Question


How do I remove backup snapshots on a compute resource without getting an LVM I/O error?


Environment


All OnApp versions

LVM data store


Answer


The following three methods depending on a virtual server's operating system and a compute resource type show how OnApp performs backups. It does not cover incremental backups:

Linux Backups on XEN Compute Resource (LVM Logical Volume Is Formatted With Filesystem)

  1.  An LVM snapshot is created. In /dev/mapper, the devices appear as follows:

    /dev/mapper/onapp-aaaaaaaa/ccccccccccc-real 
    /dev/mapper/onapp-aaaaaaaa/backup-dddddddd 
    /dev/mapper/onapp-aaaaaaaa/backup-dddddddd-cow
    CODE
  2. The LVM snapshot is mounted to a temporary directory.
  3. The data is tarred to a backup file (rsynced for incremental backups).
  4. Umount.
  5. The LVM snapshot is deleted.


Linux Backups on a KVM Compute Resource (Partition Is Created on LVM Logical Volume and This Partition Is Formatted With Filesystem)
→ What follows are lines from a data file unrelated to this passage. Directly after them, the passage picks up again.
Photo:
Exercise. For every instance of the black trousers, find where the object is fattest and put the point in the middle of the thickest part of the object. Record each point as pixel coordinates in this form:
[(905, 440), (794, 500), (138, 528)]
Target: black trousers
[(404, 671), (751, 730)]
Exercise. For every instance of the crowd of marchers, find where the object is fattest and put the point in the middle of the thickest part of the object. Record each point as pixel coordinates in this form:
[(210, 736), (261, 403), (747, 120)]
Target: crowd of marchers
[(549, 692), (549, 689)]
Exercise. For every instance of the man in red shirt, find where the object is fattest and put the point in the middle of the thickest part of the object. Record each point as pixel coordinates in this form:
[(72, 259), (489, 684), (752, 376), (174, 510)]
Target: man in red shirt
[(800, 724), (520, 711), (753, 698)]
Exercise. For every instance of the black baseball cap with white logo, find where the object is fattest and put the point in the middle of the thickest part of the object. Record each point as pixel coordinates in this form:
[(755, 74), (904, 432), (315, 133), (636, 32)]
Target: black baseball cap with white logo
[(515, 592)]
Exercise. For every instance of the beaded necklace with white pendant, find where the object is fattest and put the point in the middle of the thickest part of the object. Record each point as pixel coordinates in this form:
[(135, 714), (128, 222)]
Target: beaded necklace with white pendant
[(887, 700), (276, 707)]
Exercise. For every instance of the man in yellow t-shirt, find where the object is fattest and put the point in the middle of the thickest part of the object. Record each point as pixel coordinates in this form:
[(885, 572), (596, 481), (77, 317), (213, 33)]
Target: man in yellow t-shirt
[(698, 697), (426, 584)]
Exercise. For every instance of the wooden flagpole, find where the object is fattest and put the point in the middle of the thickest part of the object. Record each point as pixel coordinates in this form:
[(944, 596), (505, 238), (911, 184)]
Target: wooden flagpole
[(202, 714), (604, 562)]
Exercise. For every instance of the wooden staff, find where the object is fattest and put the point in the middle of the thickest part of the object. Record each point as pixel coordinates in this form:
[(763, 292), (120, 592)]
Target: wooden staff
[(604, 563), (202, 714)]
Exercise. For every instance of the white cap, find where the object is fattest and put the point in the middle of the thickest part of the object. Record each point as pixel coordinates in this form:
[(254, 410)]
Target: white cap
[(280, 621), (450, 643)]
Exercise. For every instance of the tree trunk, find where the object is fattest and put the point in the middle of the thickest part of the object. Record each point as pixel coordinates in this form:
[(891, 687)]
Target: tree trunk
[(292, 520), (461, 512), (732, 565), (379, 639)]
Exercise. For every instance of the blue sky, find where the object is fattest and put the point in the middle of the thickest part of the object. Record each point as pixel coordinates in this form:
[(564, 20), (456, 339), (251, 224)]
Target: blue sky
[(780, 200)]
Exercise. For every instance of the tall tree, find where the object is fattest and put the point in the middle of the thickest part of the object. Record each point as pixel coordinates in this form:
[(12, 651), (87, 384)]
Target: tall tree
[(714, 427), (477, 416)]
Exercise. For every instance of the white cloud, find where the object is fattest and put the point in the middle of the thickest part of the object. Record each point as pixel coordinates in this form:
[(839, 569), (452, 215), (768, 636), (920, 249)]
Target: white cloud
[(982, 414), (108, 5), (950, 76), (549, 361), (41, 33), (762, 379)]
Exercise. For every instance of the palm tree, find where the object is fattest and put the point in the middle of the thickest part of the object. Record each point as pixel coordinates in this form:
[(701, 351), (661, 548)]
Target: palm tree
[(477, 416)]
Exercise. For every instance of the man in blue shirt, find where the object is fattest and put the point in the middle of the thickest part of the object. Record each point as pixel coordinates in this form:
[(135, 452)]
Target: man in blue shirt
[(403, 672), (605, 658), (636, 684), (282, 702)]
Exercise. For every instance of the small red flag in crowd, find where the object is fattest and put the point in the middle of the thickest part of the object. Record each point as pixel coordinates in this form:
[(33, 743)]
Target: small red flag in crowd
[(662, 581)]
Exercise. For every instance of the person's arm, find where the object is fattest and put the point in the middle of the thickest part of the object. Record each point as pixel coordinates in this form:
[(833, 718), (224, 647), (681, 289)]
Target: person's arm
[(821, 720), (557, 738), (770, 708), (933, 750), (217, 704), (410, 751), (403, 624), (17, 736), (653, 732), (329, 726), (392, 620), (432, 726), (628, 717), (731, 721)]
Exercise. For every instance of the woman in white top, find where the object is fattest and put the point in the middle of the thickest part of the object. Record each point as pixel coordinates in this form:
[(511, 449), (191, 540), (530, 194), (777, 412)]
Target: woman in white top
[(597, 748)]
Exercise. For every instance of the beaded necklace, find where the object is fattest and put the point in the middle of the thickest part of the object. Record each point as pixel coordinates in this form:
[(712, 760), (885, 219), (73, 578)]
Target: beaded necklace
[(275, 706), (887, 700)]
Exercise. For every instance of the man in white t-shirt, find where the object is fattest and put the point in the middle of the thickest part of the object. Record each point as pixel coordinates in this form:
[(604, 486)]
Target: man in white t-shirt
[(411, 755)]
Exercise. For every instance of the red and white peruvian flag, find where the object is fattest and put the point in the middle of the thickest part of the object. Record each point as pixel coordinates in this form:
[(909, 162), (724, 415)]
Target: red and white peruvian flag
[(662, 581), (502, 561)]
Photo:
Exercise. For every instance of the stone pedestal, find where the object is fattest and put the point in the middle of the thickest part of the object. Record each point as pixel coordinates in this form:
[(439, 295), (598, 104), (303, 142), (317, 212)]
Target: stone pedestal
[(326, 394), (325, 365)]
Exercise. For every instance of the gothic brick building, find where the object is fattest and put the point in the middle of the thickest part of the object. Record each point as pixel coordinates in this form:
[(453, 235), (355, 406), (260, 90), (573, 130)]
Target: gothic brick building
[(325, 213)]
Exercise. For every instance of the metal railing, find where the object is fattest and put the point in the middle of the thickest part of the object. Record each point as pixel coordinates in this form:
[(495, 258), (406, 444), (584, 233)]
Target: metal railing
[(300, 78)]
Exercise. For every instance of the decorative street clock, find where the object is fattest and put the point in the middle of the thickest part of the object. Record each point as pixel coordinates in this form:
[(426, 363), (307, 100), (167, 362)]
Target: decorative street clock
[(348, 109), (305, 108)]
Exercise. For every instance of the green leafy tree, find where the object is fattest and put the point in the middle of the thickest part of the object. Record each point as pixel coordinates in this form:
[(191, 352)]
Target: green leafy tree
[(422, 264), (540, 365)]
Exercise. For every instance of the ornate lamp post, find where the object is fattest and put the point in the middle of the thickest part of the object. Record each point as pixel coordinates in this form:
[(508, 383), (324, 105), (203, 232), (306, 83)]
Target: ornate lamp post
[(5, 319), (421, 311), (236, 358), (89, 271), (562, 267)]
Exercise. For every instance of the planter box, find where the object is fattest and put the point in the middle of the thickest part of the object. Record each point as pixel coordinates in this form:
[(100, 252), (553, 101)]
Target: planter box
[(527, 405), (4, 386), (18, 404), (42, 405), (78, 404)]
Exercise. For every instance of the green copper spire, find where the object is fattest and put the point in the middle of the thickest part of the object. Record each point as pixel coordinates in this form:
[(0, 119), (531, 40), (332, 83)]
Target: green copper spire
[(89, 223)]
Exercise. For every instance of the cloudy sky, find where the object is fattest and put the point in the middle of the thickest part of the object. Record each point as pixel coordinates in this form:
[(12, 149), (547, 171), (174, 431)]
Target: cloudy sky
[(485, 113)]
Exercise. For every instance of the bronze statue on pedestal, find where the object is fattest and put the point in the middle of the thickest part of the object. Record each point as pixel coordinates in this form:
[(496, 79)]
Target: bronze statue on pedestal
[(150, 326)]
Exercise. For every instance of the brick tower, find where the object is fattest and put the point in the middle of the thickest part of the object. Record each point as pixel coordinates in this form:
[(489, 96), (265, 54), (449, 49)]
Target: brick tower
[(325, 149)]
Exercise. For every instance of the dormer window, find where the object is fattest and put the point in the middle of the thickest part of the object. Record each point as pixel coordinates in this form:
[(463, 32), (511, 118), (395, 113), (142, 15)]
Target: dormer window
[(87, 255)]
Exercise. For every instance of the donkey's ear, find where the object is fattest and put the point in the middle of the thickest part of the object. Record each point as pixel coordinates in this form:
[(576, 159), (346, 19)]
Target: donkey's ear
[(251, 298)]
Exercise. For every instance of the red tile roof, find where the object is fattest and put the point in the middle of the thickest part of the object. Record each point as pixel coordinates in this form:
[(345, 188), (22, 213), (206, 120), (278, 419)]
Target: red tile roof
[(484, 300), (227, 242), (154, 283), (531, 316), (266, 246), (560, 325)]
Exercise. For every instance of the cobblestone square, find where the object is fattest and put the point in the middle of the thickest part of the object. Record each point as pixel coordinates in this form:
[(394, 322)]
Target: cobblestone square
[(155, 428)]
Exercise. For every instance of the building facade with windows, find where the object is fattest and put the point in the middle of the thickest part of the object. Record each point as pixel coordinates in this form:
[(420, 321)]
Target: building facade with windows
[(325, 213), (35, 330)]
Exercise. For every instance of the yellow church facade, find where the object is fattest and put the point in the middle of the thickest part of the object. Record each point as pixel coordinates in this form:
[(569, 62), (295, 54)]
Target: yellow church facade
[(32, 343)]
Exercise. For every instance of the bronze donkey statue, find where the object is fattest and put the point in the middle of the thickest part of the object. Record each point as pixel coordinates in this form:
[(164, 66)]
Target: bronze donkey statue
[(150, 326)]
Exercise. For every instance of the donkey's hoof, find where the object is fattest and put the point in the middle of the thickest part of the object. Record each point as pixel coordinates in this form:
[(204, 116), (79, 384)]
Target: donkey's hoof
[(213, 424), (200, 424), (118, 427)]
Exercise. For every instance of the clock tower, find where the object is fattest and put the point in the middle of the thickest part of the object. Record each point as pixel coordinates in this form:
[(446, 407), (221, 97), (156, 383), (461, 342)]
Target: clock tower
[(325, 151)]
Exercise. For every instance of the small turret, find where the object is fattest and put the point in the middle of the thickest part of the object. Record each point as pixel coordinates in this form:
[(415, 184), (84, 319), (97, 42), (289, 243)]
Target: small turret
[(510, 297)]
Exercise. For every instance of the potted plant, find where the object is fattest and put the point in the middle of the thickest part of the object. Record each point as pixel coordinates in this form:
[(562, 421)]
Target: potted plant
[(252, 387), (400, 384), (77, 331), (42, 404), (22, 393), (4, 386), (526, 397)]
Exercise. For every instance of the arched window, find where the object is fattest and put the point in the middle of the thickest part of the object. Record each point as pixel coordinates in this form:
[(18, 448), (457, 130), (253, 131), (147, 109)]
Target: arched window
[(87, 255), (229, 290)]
  1. An LVM snapshot is created. In /dev/mapper, the devices appear as follows:

    /dev/mapper/onapp-aaaaaaaa/ccccccccccc-real 
    /dev/mapper/onapp-aaaaaaaa/backup-dddddddd 
    /dev/mapper/onapp-aaaaaaaa/backup-dddddddd-cow
    CODE
  2. kpartx -a -p X ... is used to create a device for partition. In /dev/mapper, the devices appear as follows:

    /dev/mapper/backup-ddddddddX1
    CODE
  3. The partition is mounted to a temporary directory.
  4. The data is tarred to a backup file (rsynced for incremental backups).
  5. The partition is unmounted.
  6. kpartx -d -p X ... is used to create the device for partition.
  7. The LVM snapshot is deleted.


Windows Backups on XEN and KVM Compute Resource (Partition Is Created on LVM Logical Volume and This Partition Is Formatted With Filesystem)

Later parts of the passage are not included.